Fast forward about 200 years, investors were practicing “short selling” in which they sold stocks they did not actually own. Their hope, like that of the bearskin jobber’s of earlier days, was to make a profit by purchasing the stocks at a lower cost before having to deliver on the contract. Investors who were engaged in short selling were (once again) called bearskin jobbers and short selling was known as “selling the bearskin.” Because short sellers thrive in declining markets, these became known as a “bear’s market.”
Side note: From the 1500s to 1835, a popular form of entertainment in England was bear and bull baiting. A vile practice that often included a restrained bull or a restrained bear and a loose pack of dogs. It is thought that this is where the concept of bulls being contrasted to bears originated.

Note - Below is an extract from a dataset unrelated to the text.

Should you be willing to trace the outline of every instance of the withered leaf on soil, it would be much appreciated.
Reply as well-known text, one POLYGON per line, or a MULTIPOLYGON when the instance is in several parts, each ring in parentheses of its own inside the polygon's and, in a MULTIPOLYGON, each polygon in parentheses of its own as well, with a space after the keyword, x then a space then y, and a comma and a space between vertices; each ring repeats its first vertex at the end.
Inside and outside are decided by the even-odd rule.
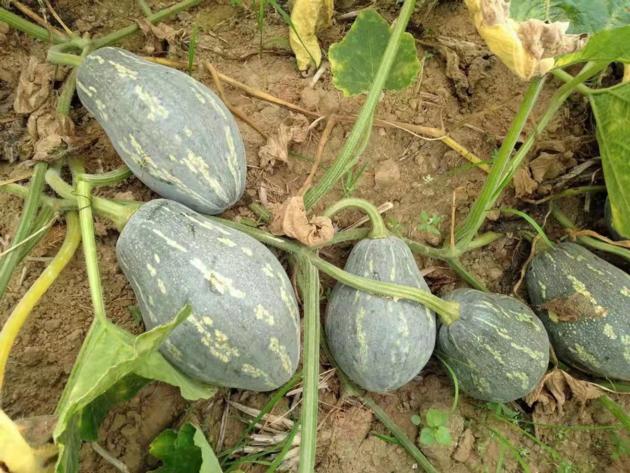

17th Century London Stock Exchange
The second story has its origins in the London Stock Exchange of the 17thcentury. During this time, a highly technical tool was used to facilitate the trading of stocks. It was a board. When there was a high demand for stocks, the board was full of bulletins, often called “bulls” for short. When there was little demand, the board was “bare.” Therefore, when the market is up it is call a bull market and when it is down a bear (bare) market.
The Animals in Action
The final story is probably the easiest to remember. It comes from the way each animal attacks its opponent. The bull drives its horned head up while the bear swipes its clawed paws down. Hence why a bull market is when markets trend up and a bear market is when the markets trend down.